Artist’s impression of the view down on Forrest Hall stage one and two. Picture: Kerry Hill Architects
Artist’s impression of the view down on Forrest Hall stage one and two. Picture: Kerry Hill Architects

CITY of Perth commissioners are caught between “a rock and a hard place” with Forrest Hall 2 plans.

The commissioners voted last week to advise the Western Australian Planning Commission (WAPC) that Council recommends approval for UWA’s mixed-use development in Crawley, which will contain nine scholar rooms, 65 short-stay accommodation rooms and 38 car bays.

A number of locals spoke against the project at the council meeting.

City of Perth Western Residents Association Inc president Anna Vanderbom said residents were “appalled at UWA’s apparent lack of consultation”.

“Our residents value Matilda Bay, and we’ve had an overwhelming response that they’re not happy,” she said.

Chair commissioner Eric Lumsden said the City was a referral body, not a decision maker for the project.

“The City is here between a rock and a hard place,” he said.

Mr Lumsden suggested amending the motion to advise the WAPC to suggest more consultation between UWA and residents, but told residents in the gallery it would not be binding.

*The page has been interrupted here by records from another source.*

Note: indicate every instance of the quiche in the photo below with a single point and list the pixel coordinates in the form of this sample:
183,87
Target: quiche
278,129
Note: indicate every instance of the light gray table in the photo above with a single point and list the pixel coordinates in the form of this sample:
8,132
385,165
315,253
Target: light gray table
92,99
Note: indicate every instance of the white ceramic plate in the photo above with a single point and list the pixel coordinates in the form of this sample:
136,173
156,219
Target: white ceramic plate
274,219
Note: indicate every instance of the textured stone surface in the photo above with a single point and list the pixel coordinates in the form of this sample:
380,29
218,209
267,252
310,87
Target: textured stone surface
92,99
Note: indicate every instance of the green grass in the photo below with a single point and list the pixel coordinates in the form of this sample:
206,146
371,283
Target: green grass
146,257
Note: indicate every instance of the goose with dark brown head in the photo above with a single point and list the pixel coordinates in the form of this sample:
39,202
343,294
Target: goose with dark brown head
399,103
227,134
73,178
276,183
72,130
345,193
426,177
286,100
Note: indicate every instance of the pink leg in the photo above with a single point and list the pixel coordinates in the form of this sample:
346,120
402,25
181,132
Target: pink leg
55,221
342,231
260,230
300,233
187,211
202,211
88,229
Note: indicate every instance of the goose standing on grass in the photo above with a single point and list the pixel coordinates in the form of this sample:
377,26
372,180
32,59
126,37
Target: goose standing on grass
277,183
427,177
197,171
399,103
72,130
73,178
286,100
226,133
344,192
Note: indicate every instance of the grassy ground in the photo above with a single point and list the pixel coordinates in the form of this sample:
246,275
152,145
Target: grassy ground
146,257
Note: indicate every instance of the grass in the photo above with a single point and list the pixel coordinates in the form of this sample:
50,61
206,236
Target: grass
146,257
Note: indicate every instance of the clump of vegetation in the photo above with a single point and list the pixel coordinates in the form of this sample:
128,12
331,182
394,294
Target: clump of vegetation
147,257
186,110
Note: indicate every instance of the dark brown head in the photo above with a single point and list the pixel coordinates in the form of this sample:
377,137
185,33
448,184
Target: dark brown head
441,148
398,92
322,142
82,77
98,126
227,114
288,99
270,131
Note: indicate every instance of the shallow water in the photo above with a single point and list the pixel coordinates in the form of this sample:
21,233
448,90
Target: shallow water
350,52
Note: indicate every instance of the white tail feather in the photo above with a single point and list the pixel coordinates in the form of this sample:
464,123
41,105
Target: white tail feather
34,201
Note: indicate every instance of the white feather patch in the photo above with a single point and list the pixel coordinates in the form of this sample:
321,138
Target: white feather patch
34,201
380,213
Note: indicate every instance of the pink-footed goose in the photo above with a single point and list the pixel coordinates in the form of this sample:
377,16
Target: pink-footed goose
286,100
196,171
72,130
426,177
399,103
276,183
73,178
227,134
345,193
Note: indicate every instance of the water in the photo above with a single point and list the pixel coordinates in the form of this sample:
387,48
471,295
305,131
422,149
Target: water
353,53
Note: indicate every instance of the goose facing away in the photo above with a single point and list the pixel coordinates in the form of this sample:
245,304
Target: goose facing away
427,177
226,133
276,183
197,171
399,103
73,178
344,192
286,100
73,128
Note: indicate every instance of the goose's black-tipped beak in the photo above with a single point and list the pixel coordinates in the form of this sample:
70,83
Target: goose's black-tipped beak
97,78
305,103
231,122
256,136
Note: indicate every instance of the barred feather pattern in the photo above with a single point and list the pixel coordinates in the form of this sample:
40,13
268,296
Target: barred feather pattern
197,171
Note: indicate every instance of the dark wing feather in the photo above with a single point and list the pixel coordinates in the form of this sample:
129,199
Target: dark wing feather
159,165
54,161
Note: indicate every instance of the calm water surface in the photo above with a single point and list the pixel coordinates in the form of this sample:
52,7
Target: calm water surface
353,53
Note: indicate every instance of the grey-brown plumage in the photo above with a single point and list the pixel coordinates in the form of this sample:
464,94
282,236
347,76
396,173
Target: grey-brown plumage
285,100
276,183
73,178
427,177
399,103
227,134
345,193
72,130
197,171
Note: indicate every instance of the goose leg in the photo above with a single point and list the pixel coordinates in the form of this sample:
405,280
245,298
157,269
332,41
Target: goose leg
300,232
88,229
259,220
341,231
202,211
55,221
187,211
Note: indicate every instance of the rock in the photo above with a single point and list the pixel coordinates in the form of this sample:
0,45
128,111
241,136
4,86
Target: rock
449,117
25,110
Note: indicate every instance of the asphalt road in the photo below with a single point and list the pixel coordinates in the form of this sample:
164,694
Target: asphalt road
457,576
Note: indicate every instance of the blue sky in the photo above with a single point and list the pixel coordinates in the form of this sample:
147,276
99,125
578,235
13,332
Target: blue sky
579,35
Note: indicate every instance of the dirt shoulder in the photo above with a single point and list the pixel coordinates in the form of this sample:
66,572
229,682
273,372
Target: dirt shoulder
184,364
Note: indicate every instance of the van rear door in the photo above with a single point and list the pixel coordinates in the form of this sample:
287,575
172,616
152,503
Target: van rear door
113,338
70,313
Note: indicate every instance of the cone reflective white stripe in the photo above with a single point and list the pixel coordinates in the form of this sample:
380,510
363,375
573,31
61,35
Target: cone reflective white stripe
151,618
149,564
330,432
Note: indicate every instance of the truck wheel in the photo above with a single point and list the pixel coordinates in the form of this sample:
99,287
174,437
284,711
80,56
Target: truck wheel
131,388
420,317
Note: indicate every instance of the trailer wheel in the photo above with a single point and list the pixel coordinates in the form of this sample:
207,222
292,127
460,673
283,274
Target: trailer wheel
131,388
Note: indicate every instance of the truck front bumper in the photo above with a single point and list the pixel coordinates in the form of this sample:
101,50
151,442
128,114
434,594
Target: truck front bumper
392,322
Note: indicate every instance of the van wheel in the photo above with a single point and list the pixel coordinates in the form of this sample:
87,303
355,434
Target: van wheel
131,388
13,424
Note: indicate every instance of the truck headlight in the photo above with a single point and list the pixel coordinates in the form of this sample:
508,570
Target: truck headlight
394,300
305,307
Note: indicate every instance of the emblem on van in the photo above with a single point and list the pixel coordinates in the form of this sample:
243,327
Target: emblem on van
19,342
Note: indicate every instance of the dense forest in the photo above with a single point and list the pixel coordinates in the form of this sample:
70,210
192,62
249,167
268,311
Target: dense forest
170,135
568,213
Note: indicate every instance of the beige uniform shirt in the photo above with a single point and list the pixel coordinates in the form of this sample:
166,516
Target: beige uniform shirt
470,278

“The council nor the commission can force UWA to have that consultation,” he said.

Commissioner Andrew Hammond said he could understand the residents’ frustrations, and thought the commissioners could also pursue better communication between the community and UWA’s senior stakeholders.

“Our role as an advocate is to pass on to decision makers the very valid concerns of residents,” he said.

A UWA spokesman told Guardian Express that on current planning, construction is set to begin in the second half of 2019 with a completion date of 2021.

“Access to the foreshore for neighbours will be maintained during construction, and the design of the project will result in improved public access to the Swan River,” he said.

The spokesman said UWA would communicate with the community as plans progressed and that the university was currently consulting with stakeholders in adjoining properties.